Der FC Hansa kann einfach keine ruhige Saison absolvieren. Zwischenzeitlich 13 Partien ohne Sieg

svz.de von
erstellt am 21.Dez.2015 | 18:48 Uhr

Eine ruhige Saison im Mittelfeld der Tabelle wollte der Fußball-Drittligist FC Hansa Rostock eigentlich absolvieren. Doch gemessen am bisherigen Saisonverlauf bis zur Winterpause war erneut das Gegenteil der Fall.

Der Start in die Serie 2015/16 verlief eigentlich noch verheißungsvoll.
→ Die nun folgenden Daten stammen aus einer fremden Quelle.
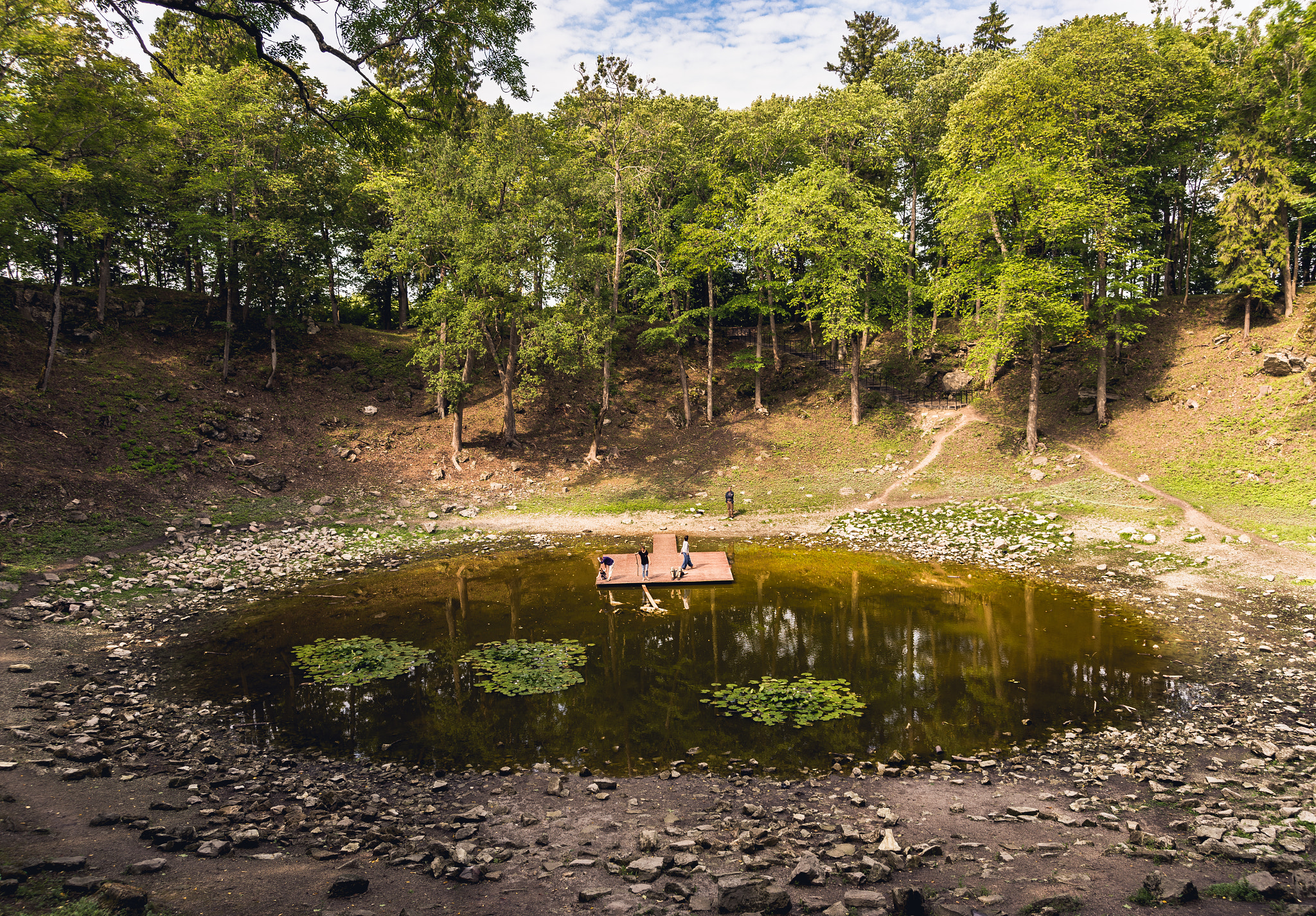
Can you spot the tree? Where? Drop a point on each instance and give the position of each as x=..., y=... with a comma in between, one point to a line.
x=448, y=44
x=610, y=136
x=993, y=32
x=869, y=36
x=74, y=130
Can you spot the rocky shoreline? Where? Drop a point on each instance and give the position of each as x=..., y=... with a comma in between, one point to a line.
x=1220, y=786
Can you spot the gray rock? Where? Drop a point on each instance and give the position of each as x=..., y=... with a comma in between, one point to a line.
x=267, y=478
x=215, y=848
x=866, y=899
x=349, y=886
x=649, y=868
x=956, y=381
x=742, y=894
x=1269, y=886
x=907, y=902
x=808, y=870
x=124, y=897
x=1278, y=364
x=147, y=867
x=1304, y=883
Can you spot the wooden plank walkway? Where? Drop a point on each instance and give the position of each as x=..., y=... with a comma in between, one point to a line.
x=665, y=556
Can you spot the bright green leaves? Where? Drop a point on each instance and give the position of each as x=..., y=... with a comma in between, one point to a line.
x=346, y=662
x=519, y=668
x=774, y=701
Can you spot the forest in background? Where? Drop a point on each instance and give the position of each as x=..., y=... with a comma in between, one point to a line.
x=1032, y=193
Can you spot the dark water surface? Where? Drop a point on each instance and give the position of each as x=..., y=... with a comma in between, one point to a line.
x=941, y=654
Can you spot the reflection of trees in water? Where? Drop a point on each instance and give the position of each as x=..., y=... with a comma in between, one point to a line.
x=939, y=660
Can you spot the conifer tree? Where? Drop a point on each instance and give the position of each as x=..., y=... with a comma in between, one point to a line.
x=993, y=32
x=861, y=49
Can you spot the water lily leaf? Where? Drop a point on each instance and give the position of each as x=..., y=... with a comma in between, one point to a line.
x=776, y=701
x=357, y=661
x=519, y=668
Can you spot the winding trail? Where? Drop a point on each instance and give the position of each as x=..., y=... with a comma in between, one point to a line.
x=966, y=417
x=1295, y=562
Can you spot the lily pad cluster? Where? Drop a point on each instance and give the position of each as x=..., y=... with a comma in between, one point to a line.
x=519, y=668
x=357, y=661
x=774, y=701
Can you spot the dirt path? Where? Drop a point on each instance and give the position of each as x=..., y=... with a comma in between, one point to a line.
x=965, y=418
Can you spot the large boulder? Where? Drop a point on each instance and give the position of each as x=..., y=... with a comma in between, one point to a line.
x=1281, y=364
x=267, y=478
x=957, y=381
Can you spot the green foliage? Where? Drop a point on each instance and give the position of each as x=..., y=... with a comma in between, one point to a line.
x=1235, y=890
x=773, y=701
x=357, y=661
x=519, y=668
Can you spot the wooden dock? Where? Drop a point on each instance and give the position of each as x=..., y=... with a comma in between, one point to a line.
x=709, y=566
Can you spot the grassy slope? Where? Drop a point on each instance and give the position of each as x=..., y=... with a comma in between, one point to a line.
x=105, y=436
x=1196, y=453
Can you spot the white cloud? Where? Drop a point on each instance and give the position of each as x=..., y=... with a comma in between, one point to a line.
x=733, y=51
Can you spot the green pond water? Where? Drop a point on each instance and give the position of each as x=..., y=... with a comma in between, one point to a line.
x=941, y=654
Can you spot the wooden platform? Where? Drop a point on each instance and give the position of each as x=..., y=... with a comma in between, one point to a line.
x=665, y=556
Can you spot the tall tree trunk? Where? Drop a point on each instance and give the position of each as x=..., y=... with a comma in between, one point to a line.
x=199, y=269
x=231, y=299
x=386, y=301
x=333, y=287
x=458, y=406
x=57, y=307
x=274, y=359
x=864, y=344
x=684, y=384
x=441, y=400
x=1106, y=339
x=708, y=393
x=507, y=374
x=855, y=379
x=914, y=224
x=103, y=283
x=1292, y=262
x=758, y=359
x=1000, y=309
x=618, y=252
x=1033, y=384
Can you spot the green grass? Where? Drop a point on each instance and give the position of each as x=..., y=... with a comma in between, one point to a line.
x=1235, y=890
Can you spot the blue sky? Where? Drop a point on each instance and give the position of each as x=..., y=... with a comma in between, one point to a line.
x=734, y=50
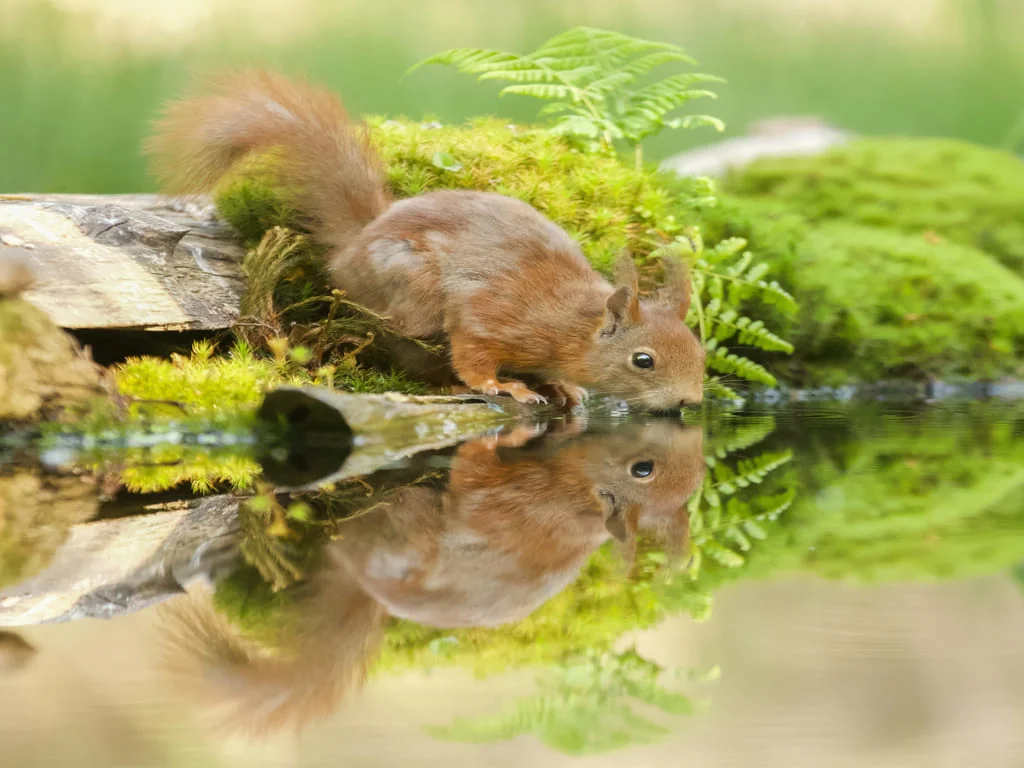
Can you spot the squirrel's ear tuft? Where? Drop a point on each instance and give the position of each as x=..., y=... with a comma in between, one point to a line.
x=616, y=310
x=615, y=524
x=677, y=286
x=625, y=302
Dem verpatzten Auftakt gegen Werder Bremen II (1:2) folgten ein Remis in Chemnitz (1:1) sowie zwei Siege gegen Fortuna Köln (4:2) und in Osnabrück (1:0). Hansa war Vierter und in Schlagdistanz zu den Aufstiegsrängen. Zwei Siege in Serie gab es seitdem jedoch nicht mehr, mehr als ein Tor in einem Spiel nur noch bei der 2:3-Pleite in Erfurt (17. Runde).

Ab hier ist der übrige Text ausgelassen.